For startup founders who've spent months or years building companies around these federal commitments, the uncertainty is crushing. Many have already begun hiring, signed equipment contracts, or committed to customer deliveries based on expected federal support. Sources tell TechCrunch that several companies are scrambling to secure private funding to replace federal commitments, but venture investors remain skittish about deep tech investments.
The document viewed by TechCrunch represents proposed cuts, not final decisions, but the inclusion of so many previously unreported cancellations suggests the administration is moving aggressively. Companies have been given little warning, with some learning about potential cuts through media reports rather than official channels.
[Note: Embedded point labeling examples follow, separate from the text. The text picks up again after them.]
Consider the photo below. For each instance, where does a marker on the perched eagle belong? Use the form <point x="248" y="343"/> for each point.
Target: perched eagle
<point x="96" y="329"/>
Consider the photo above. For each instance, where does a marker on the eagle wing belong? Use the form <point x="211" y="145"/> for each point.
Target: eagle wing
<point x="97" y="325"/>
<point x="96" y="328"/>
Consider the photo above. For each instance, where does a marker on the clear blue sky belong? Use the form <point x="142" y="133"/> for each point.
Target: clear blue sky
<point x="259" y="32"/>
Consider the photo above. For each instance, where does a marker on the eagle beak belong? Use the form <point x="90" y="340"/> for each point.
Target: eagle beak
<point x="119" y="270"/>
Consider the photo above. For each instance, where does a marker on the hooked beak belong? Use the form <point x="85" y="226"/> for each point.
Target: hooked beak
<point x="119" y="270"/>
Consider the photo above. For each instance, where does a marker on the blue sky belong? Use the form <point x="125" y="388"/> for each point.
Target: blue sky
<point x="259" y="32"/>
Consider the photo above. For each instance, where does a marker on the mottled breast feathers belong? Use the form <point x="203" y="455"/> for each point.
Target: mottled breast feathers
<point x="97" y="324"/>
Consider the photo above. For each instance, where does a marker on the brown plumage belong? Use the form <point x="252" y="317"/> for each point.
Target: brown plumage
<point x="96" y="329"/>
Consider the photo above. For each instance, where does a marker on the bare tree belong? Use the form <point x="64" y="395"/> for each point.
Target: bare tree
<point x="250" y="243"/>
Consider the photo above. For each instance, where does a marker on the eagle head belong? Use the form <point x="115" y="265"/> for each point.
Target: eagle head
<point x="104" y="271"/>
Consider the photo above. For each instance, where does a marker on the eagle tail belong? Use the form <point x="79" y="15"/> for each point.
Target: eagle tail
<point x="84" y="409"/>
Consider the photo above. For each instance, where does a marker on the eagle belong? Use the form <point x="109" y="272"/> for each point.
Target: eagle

These proposed cuts represent more than budget trimming - they're a fundamental shift away from federal support for climate technology development. For startups that bet their futures on government backing, the message is clear: private markets and international competition will determine winners, not federal industrial policy. The question now is whether these companies can pivot fast enough to survive, or if America's brief attempt at climate tech leadership will end before it truly began.